Chinese scientists have reportedly developed a new technique that makes organs transparent while also preserving their structure. The technique, it is claimed, could be used to make highly accurate and vivid images in the future.
This may help overcome decades of research into seeing inside whole organs (like the brain or heart) without having to dissect them. The big challenge is that biological tissues block light (they’re opaque) and they don’t play nicely with fluorescent dyes, which are used to highlight specific cells or molecules.
Existing “clearing” methods do exist to make tissues transparent, but often mess with their structure (stretching, shrinking, or damaging them), and frozen samples can form ice crystals that destroy delicate detail.
To this end, a team including researchers from Beijing Chaoyang Hospital, the First Hospital of Shanxi Medical University, Beijing Qingzhun Medical Technology Company and Fudan University decided to opt for something called ionic liquids to solve the problem.
Making organs transparent
These are solvents that remain liquid below the boiling point of water (212°F/100°C), making them ideal for treating tissues. It “yielded the highest transparency at various wavelengths… compared with other clearing methods, particularly at shorter wavelengths”, the team said in their published paper.
These liquids are able to enter organs, turning them into what is termed an “ionic glassy state.” When in this state, organic tissue becomes transparent, and keeps its original shape and fine structure as they do not expand or shrink.
The ionic liquids also do not form crystals when cooled, making it possible for treated tissues to be kept in cold storage for long periods, too. The process also massively boosts fluorescent dyes, making them glow 2–30 times brighter.
That means even faint signals (like rare proteins or subtle neuron connections) are now visible thanks to the technique. This technique could have enormous ramifications for applications such as 3D imaging, enabling researchers to now map entire organs at the microscopic scale with more accuracy.
This is especially the case as the technique helps preserve functionally important structures within organs. In fact, the team showed this by examining the micro-connectivity of human neurons, even finding differences in impulse control compared to non-human brains.
In theory, the technique could be used on a wide range of organs from brains to spleens, and everything in between.
More work to be done
Looking at the bigger picture, this is a step forward in precision medicine and diagnostics because it lets scientists and doctors study how human organs are wired at an ultra-fine level. It could also be used to help spot disease markers that were previously invisible.
This may potentially guide future AI-driven medical imaging and organ-level disease mapping.

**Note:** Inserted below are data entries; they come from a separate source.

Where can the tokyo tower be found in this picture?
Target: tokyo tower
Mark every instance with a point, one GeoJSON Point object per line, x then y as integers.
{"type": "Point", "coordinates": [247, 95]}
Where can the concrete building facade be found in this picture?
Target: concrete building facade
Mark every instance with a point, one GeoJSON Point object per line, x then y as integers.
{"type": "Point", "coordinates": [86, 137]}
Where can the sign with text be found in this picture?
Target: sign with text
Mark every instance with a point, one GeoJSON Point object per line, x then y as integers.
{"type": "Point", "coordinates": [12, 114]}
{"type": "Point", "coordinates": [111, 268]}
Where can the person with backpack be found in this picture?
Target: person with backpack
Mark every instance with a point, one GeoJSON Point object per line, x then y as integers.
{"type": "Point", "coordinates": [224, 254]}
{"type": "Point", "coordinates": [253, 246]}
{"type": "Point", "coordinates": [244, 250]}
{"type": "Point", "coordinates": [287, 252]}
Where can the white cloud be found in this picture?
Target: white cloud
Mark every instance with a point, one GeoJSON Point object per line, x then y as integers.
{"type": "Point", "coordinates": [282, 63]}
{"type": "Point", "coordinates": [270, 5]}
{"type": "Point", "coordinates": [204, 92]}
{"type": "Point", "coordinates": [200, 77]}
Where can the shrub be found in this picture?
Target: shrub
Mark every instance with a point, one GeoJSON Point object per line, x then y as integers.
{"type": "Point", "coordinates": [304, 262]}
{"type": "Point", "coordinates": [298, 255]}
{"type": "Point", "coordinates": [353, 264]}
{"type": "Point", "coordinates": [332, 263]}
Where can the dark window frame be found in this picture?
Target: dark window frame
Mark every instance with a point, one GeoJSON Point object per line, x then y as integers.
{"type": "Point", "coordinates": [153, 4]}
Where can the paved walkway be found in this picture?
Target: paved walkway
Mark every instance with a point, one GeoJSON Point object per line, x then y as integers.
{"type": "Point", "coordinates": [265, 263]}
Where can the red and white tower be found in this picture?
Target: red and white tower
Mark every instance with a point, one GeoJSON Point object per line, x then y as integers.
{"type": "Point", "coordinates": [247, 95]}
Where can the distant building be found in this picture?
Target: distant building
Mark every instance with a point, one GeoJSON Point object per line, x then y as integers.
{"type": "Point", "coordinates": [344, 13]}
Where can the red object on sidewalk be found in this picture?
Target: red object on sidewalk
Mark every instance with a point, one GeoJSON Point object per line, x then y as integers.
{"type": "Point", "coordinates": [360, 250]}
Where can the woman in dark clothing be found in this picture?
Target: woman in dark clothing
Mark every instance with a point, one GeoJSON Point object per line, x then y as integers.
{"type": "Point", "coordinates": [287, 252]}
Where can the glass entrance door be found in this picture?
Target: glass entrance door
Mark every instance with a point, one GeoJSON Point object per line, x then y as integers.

“The innovative tissue transparency solution provides an ‘X-ray vision’ of the internal structures of tissues equipped with a ‘navigation engine’ to manage sample preparation, fluorescent dye staining and 3D reconstruction,” the team explained on a social media post.
Looking ahead, the team will now continue working on the technology, which could help in fields such as precision medicine and intelligent diagnostics.
You can view the study for yourself in the journal Cell.